“小堂你是不是傻?!那香爐裡的煙分明就是有貓膩,你怎麼還呆呆坐在裡面?!”秋分苑中, 郝瑟腳踩木凳, 手掌拍桌,怒不可遏, “不是跟你說過了,若是發現不對,立刻大聲呼救嘛?!”
“我以為之前吃了南燭兄的萬事大吉丸不會中毒, 所以才想著多套套這山長的話——”面色慘白的朱佑樘垂著腦袋道。
郝瑟噌一下瞪向南燭。
“那不是毒, 是迷煙,只會恍惚心智,並無大礙。”南燭道。
“若只是迷煙,小堂為何看起來這般面色?”屍天清蹙眉。
南燭瞄了朱佑樘一眼:“是有些怪。”
“對了, 這是早膳的糕點,我偷偷留了一塊,總覺得味道怪怪的。”朱佑樘從袖口掏出早膳的點心放在了茶碗裡。
“我嘗嘗。”南燭抓起就扔進了嘴裡, 嚼了兩下咕咚嚥下。
“南燭!”朱佑樘驚呼, “你——”
“放心, 不是毒, 只是一種藥。”南燭瞥了朱佑樘一眼,“一種名為‘燭夢花’的藥。”
“那是何物?”屍天清問道。
“這種藥平日裡是用來安神助眠的,若是少服, 並無大礙, 但若長期服用, 則會影響心境, 導致心緒消沉、悲觀厭世,甚至産生幻覺……”
“抑鬱症啊——”郝瑟咋舌。
“差不多吧……”南燭點頭,“按這點心中的藥量,一日伍份,三十日便會起效。”
屍天清和郝瑟對視一眼,顯出驚色。
“原來是因為藥……”朱佑樘扶住心口,垂下眼睫,“所以我的心口才會這般悶……這般難過……”

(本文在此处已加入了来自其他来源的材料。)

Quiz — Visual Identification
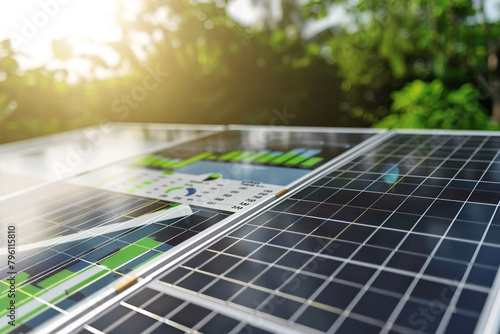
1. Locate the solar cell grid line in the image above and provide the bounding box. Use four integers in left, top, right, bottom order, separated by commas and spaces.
352, 134, 500, 332
152, 133, 460, 332
322, 137, 487, 333
147, 281, 308, 334
282, 133, 464, 332
382, 137, 500, 334
2, 190, 148, 269
153, 133, 496, 334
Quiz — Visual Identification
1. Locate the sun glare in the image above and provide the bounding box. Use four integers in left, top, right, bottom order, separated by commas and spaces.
0, 0, 127, 74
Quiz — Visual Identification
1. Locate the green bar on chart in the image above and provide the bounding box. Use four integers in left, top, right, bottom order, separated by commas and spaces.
285, 150, 321, 166
243, 150, 269, 162
170, 152, 212, 169
232, 151, 255, 161
257, 151, 283, 164
219, 151, 241, 161
271, 148, 305, 165
300, 157, 325, 167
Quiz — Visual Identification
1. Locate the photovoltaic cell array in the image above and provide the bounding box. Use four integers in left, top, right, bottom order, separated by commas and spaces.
0, 184, 228, 333
79, 133, 500, 333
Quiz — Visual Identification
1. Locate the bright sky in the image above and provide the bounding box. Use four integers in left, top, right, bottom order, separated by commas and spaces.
0, 0, 500, 79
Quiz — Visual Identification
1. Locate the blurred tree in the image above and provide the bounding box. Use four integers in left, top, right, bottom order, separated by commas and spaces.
304, 0, 500, 126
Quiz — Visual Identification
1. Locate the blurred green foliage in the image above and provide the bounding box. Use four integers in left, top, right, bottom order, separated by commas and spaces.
376, 79, 490, 130
0, 0, 500, 142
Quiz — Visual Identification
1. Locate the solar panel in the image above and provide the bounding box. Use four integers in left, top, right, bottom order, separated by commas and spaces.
47, 132, 500, 333
0, 129, 380, 333
0, 123, 215, 199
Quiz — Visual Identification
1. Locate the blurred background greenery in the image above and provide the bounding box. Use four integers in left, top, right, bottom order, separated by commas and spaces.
0, 0, 500, 142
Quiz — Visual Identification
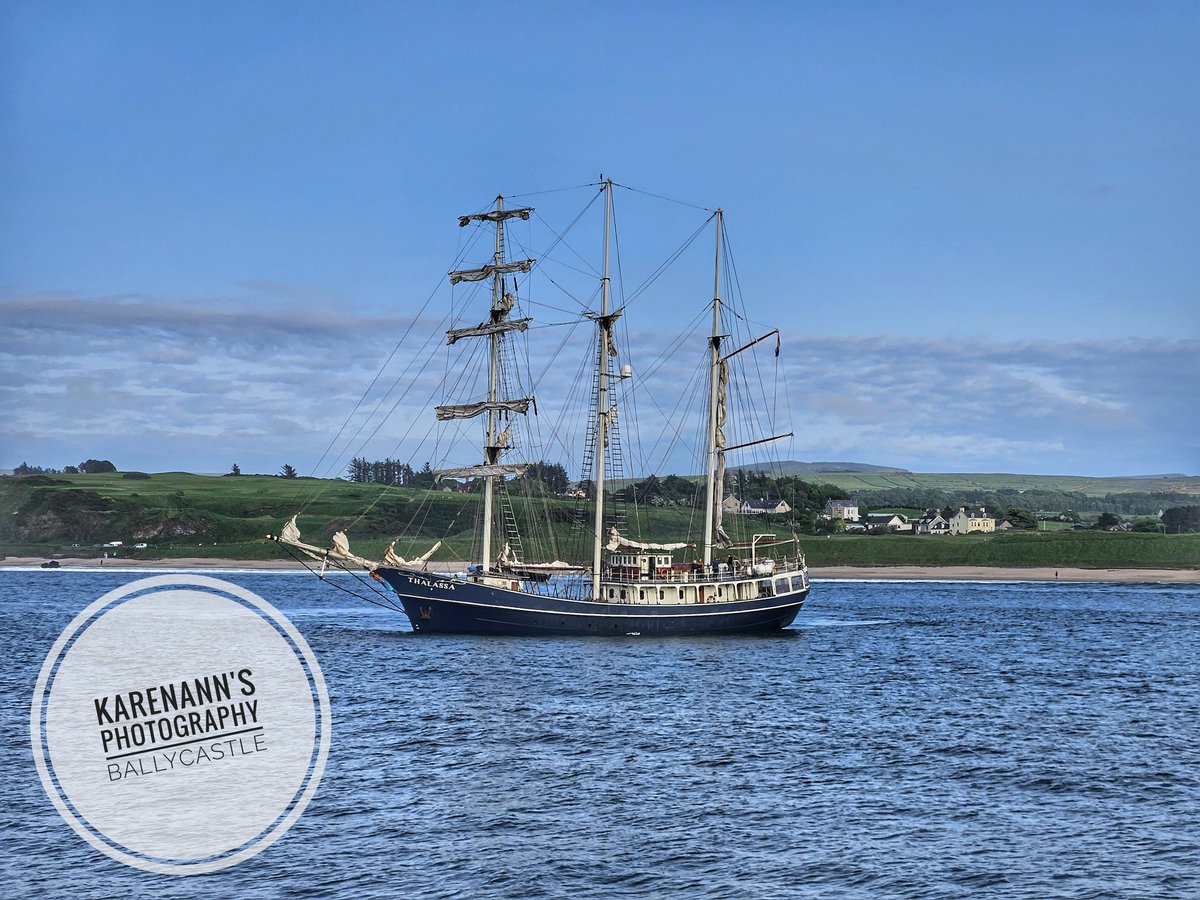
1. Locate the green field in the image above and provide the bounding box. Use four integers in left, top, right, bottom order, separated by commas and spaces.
804, 472, 1200, 505
0, 472, 1200, 568
802, 532, 1200, 569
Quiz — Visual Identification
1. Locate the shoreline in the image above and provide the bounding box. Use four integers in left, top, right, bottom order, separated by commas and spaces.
0, 557, 1200, 584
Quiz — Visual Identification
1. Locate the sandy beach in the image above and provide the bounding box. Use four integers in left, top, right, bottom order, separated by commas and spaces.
0, 557, 1200, 584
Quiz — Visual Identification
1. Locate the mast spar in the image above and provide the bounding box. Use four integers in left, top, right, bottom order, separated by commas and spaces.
448, 200, 535, 572
704, 210, 725, 566
592, 179, 616, 600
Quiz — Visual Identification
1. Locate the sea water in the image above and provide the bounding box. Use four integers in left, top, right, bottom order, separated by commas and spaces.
0, 570, 1200, 899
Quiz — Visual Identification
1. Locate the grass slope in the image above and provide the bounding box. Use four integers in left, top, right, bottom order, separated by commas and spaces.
0, 472, 1200, 568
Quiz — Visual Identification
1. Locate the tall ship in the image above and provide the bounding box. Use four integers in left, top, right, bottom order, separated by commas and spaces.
272, 179, 809, 635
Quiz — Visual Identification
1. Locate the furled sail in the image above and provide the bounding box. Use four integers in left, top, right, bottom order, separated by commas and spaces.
605, 526, 691, 551
437, 397, 533, 420
450, 259, 538, 284
458, 206, 533, 228
383, 541, 442, 566
446, 319, 533, 344
276, 516, 376, 571
433, 462, 533, 481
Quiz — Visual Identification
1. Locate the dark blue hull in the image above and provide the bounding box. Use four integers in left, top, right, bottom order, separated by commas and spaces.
376, 568, 809, 635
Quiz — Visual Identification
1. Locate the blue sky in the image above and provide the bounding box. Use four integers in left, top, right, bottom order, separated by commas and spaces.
0, 1, 1200, 475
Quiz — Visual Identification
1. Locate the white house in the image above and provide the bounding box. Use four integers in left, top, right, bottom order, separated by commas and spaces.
738, 500, 792, 516
950, 506, 996, 534
864, 512, 912, 532
822, 500, 858, 522
914, 509, 950, 534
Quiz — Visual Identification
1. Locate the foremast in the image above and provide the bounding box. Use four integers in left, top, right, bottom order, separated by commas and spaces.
592, 179, 620, 600
704, 209, 725, 568
437, 196, 536, 572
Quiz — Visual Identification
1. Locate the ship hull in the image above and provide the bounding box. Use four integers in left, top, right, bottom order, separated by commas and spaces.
376, 568, 809, 635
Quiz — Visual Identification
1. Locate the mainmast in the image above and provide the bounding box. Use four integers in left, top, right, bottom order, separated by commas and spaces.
481, 194, 504, 572
592, 179, 617, 600
704, 210, 725, 566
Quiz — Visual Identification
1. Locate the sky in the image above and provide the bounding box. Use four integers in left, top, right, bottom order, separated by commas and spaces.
0, 0, 1200, 476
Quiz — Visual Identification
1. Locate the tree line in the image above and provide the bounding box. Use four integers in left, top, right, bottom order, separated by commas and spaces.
12, 460, 116, 475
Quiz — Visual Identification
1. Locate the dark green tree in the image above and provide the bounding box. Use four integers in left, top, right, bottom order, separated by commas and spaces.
79, 460, 116, 475
1163, 506, 1200, 534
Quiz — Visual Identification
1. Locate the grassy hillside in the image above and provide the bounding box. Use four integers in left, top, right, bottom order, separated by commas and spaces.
0, 472, 1200, 568
803, 532, 1200, 569
805, 472, 1200, 496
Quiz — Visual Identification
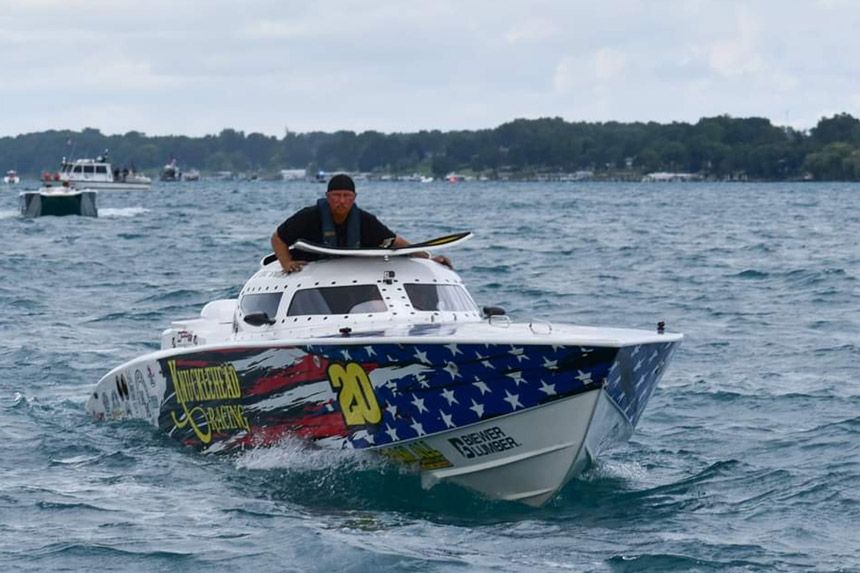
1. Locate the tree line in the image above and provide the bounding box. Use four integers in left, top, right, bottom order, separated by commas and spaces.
0, 113, 860, 181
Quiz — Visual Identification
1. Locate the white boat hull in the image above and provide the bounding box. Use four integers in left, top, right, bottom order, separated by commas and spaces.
86, 325, 680, 506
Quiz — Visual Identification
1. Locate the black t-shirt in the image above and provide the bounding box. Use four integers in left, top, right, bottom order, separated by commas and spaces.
278, 205, 396, 261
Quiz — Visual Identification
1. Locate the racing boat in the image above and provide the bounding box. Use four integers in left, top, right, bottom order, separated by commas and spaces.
86, 233, 682, 506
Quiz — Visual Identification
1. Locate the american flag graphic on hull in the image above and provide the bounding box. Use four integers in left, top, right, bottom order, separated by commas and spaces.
159, 339, 674, 451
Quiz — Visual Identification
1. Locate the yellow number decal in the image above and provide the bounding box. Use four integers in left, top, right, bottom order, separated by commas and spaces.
328, 362, 382, 426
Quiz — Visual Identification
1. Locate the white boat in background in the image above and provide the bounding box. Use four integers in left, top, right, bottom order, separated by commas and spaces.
42, 150, 152, 191
159, 158, 182, 182
18, 186, 99, 217
86, 233, 682, 506
182, 169, 200, 181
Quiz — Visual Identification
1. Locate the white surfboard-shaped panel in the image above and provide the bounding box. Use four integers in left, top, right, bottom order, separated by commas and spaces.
293, 232, 472, 257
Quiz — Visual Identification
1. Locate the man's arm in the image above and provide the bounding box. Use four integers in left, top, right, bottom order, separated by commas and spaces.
272, 231, 305, 273
391, 235, 454, 269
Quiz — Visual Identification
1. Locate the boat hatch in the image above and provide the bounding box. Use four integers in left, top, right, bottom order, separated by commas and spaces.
239, 292, 284, 318
403, 283, 478, 312
287, 285, 388, 316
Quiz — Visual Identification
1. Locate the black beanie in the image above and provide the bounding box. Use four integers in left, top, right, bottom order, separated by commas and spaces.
326, 173, 355, 193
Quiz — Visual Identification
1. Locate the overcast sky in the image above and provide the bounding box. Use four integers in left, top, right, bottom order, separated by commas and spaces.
0, 0, 860, 137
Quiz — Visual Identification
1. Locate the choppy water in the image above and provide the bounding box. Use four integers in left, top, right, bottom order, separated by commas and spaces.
0, 182, 860, 572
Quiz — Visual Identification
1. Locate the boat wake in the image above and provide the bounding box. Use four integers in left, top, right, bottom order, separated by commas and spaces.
99, 207, 149, 218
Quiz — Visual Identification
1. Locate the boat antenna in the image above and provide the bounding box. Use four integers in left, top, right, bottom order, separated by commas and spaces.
63, 137, 77, 163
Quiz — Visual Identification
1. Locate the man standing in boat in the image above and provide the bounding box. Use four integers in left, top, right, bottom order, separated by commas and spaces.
272, 174, 451, 273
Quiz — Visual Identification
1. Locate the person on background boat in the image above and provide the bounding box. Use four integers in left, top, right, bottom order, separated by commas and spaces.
272, 174, 453, 273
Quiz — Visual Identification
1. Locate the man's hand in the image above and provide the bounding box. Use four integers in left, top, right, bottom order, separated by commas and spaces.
430, 255, 454, 270
281, 261, 305, 274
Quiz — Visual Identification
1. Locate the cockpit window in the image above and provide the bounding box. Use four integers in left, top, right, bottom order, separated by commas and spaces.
287, 285, 388, 316
403, 284, 478, 312
239, 292, 284, 318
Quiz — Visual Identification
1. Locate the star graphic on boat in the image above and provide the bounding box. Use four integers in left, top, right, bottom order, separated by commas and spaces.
473, 380, 490, 396
385, 424, 399, 442
469, 400, 484, 418
444, 362, 460, 380
505, 370, 525, 386
445, 342, 463, 356
538, 380, 556, 396
508, 346, 529, 362
574, 370, 594, 384
412, 396, 427, 414
409, 420, 427, 436
502, 390, 523, 410
442, 388, 459, 406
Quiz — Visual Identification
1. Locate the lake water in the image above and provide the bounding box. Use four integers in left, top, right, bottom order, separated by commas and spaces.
0, 182, 860, 573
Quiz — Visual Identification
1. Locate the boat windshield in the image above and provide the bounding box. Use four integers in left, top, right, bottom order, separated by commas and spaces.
287, 285, 388, 316
403, 283, 478, 312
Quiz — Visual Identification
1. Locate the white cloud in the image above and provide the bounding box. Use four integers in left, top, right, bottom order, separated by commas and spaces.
594, 48, 627, 80
0, 0, 860, 136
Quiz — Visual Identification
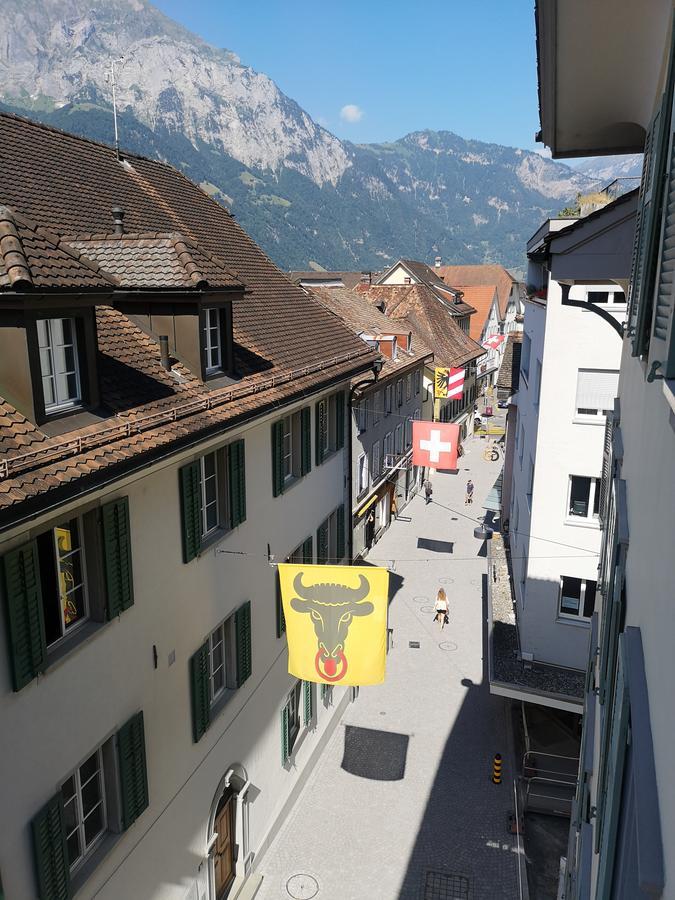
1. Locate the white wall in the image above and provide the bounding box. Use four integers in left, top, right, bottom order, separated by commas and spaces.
511, 281, 625, 669
0, 390, 356, 900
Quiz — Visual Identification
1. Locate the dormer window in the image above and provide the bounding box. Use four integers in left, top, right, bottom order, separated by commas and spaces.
37, 319, 82, 414
204, 306, 223, 375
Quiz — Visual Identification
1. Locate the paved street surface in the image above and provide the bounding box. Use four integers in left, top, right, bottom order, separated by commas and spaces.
258, 439, 524, 900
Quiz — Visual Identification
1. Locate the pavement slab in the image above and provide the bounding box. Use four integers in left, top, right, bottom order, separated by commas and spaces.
257, 428, 524, 900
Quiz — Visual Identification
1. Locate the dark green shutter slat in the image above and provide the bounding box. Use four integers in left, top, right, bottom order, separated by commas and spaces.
117, 712, 148, 831
228, 441, 246, 528
276, 569, 286, 637
31, 791, 71, 900
190, 641, 211, 744
272, 422, 284, 497
178, 460, 202, 563
2, 541, 47, 691
234, 601, 253, 687
335, 503, 345, 561
303, 681, 313, 725
281, 706, 290, 766
300, 406, 312, 475
101, 497, 134, 619
335, 394, 345, 450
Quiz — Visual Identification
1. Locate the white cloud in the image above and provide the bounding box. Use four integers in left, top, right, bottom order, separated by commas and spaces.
340, 103, 363, 122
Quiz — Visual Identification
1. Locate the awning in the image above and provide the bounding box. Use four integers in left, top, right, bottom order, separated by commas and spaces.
483, 469, 504, 513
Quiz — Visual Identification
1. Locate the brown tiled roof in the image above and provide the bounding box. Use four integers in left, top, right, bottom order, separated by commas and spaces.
452, 284, 497, 341
357, 284, 485, 367
438, 264, 517, 318
308, 288, 433, 377
497, 331, 523, 394
69, 232, 243, 289
0, 205, 117, 292
0, 114, 375, 525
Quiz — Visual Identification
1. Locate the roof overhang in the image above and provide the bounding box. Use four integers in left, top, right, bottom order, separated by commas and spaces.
535, 0, 672, 159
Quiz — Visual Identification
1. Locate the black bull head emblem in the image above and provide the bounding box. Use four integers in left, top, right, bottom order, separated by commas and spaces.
291, 572, 375, 681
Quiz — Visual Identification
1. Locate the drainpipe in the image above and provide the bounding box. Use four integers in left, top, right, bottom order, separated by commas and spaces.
347, 356, 384, 566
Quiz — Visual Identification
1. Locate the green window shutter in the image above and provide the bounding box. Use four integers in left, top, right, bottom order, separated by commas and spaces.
227, 441, 246, 528
281, 706, 291, 766
2, 541, 47, 691
335, 393, 345, 450
302, 681, 314, 725
272, 422, 284, 497
234, 601, 253, 687
190, 641, 211, 744
314, 400, 328, 466
31, 791, 72, 900
117, 712, 149, 831
300, 406, 312, 475
276, 569, 286, 637
335, 503, 345, 560
316, 520, 328, 564
101, 497, 134, 619
178, 460, 202, 563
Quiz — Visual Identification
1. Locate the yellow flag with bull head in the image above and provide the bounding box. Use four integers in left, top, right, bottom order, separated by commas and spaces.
279, 563, 389, 685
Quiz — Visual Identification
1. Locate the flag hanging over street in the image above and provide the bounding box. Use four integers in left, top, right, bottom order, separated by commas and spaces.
434, 369, 466, 400
279, 563, 389, 685
413, 420, 459, 469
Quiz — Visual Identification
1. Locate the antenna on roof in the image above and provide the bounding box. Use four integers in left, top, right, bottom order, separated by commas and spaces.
106, 56, 124, 159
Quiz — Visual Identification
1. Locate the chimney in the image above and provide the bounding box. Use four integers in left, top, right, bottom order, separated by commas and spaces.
111, 206, 124, 234
159, 334, 171, 372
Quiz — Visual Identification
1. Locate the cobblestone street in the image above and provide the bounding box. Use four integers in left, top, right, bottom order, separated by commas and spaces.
258, 430, 524, 900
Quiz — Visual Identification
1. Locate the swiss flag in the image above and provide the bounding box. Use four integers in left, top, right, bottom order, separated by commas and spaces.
413, 421, 459, 469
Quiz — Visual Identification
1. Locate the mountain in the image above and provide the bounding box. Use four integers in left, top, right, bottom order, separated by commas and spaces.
0, 0, 596, 269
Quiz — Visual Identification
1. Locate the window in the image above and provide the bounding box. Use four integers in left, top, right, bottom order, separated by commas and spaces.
204, 307, 223, 375
394, 422, 403, 456
199, 453, 218, 538
61, 747, 108, 872
575, 369, 619, 422
358, 453, 368, 495
370, 441, 381, 483
37, 319, 82, 413
559, 575, 597, 619
568, 475, 600, 519
520, 334, 532, 381
208, 613, 237, 705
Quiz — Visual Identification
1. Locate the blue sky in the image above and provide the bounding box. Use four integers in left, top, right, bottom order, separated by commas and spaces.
154, 0, 538, 149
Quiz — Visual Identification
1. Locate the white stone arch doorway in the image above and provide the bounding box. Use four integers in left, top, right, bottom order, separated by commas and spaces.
206, 763, 251, 900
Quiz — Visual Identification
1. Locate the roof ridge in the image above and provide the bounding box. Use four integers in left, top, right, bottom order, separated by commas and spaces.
0, 206, 33, 288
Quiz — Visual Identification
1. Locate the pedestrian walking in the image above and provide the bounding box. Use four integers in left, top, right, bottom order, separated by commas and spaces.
434, 588, 450, 631
464, 478, 473, 506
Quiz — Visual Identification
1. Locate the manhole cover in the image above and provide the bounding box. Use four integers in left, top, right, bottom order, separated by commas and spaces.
422, 872, 470, 900
286, 875, 319, 900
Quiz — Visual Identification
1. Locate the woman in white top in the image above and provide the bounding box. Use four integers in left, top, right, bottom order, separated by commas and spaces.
434, 588, 450, 631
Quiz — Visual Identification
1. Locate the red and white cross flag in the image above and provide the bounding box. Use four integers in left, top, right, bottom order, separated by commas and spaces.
413, 420, 459, 469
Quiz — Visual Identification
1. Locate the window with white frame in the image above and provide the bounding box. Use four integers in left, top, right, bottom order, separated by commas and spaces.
575, 369, 619, 421
358, 453, 368, 494
370, 441, 381, 482
208, 613, 237, 706
199, 452, 220, 538
558, 575, 597, 619
567, 475, 600, 520
61, 747, 108, 873
37, 319, 82, 413
204, 306, 223, 375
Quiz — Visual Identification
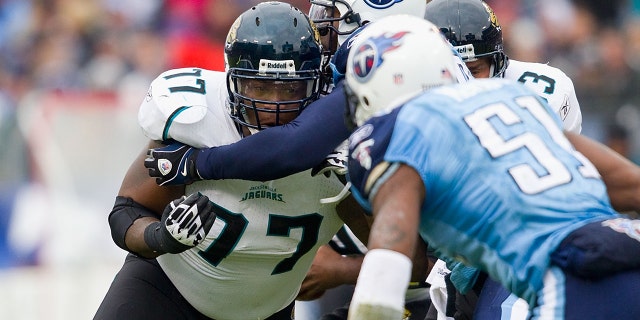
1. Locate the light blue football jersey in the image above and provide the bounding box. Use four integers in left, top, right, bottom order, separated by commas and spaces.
349, 79, 617, 305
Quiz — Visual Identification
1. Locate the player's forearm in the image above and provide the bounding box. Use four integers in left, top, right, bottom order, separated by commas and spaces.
125, 217, 159, 258
196, 86, 350, 181
566, 133, 640, 211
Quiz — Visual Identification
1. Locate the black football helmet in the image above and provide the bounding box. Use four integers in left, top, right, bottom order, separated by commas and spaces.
224, 1, 322, 132
424, 0, 509, 77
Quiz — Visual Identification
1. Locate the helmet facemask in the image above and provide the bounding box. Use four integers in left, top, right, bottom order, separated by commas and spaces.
225, 1, 322, 135
227, 61, 320, 134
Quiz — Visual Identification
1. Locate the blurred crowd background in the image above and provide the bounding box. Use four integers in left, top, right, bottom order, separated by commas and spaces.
0, 0, 640, 319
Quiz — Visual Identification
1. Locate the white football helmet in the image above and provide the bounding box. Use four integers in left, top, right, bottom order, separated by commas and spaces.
311, 0, 427, 45
345, 15, 463, 126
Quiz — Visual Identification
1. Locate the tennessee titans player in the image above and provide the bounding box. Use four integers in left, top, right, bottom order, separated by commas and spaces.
345, 16, 640, 320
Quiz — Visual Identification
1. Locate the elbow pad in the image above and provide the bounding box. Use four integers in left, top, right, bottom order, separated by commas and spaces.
109, 196, 159, 252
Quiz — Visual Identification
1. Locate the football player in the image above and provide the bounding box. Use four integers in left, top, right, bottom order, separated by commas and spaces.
344, 16, 640, 320
94, 2, 368, 320
425, 0, 582, 320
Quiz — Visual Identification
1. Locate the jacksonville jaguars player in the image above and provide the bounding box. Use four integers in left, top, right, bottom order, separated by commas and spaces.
425, 0, 582, 320
145, 0, 456, 317
344, 16, 640, 320
94, 2, 368, 320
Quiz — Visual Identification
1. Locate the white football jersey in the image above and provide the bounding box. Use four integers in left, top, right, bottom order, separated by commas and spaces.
504, 59, 582, 133
138, 68, 240, 148
139, 68, 344, 320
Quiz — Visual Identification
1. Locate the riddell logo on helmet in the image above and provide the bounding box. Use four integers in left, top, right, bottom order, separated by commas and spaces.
267, 62, 287, 69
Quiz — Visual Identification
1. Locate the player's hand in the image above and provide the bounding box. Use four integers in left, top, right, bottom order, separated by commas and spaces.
144, 192, 216, 253
311, 140, 349, 177
296, 245, 362, 301
144, 142, 202, 186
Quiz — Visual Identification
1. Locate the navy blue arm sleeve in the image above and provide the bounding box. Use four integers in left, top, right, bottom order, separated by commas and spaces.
196, 84, 350, 181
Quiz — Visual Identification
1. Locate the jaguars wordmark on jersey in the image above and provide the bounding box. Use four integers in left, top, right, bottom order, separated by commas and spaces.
240, 185, 285, 202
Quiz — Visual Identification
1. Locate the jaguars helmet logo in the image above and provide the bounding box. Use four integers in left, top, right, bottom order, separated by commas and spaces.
482, 2, 500, 29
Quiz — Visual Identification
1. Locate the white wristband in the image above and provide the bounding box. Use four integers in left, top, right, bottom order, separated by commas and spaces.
349, 249, 412, 319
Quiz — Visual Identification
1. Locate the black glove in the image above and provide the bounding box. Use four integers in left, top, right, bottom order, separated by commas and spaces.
311, 140, 349, 177
144, 142, 202, 186
144, 192, 216, 254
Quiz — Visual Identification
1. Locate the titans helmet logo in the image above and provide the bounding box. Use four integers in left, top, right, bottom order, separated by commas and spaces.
351, 31, 409, 82
364, 0, 404, 9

“不可能,你才吃了四塊點心,不會有這麼大的反映!”南燭拽過朱佑樘手腕診脈,連連搖頭,“藥性分明已經散了,而且你有萬事大吉丸,不該……”
“南燭。”郝瑟壓住了南燭的手。
南燭抬頭一看,頓時愣住了。
眼前的朱佑樘,雙目赤紅,淚水仿若不受控制大滴大滴滑落,砸在了自己的手背上。
南燭的手觸電一般縮了回來。
“對、對不住。”朱佑樘慌亂抹去眼淚,縮在了一旁。
南燭一臉驚色看向郝瑟。
“南燭,你剛剛說,那白煙能恍惚人的心智?”郝瑟凝聲道。
南燭愣愣點頭。
郝瑟眯眼:“雲隱門中可曾有催眠的記載?”
“催眠?!”南燭一驚,“祖師的醫書中只提過幾句,說此法乃是以言語配合器械或藥物,引發將人的潛意識,甚至可以將人心底最陰暗最卑劣的想法誘出——慢著!難道說那個韋苓之用的就是——”
說到這,南燭不禁倒吸一口涼氣。
“我也不確定,但……”郝瑟搖頭,“他的確將朱佑樘心裡最悲傷的回憶引了出來……”
南燭瞪大雙眼,看了一旁抹淚的朱佑樘一眼,壓低聲音:“難道他剛剛在學堂中說的都是真的?他的生母——”
郝瑟蹙眉,點頭。
南燭吸氣,沒做聲。
郝瑟深吸一口氣,起身挽袖,把朱佑樘揪回桌邊:“屍兄,備飯。”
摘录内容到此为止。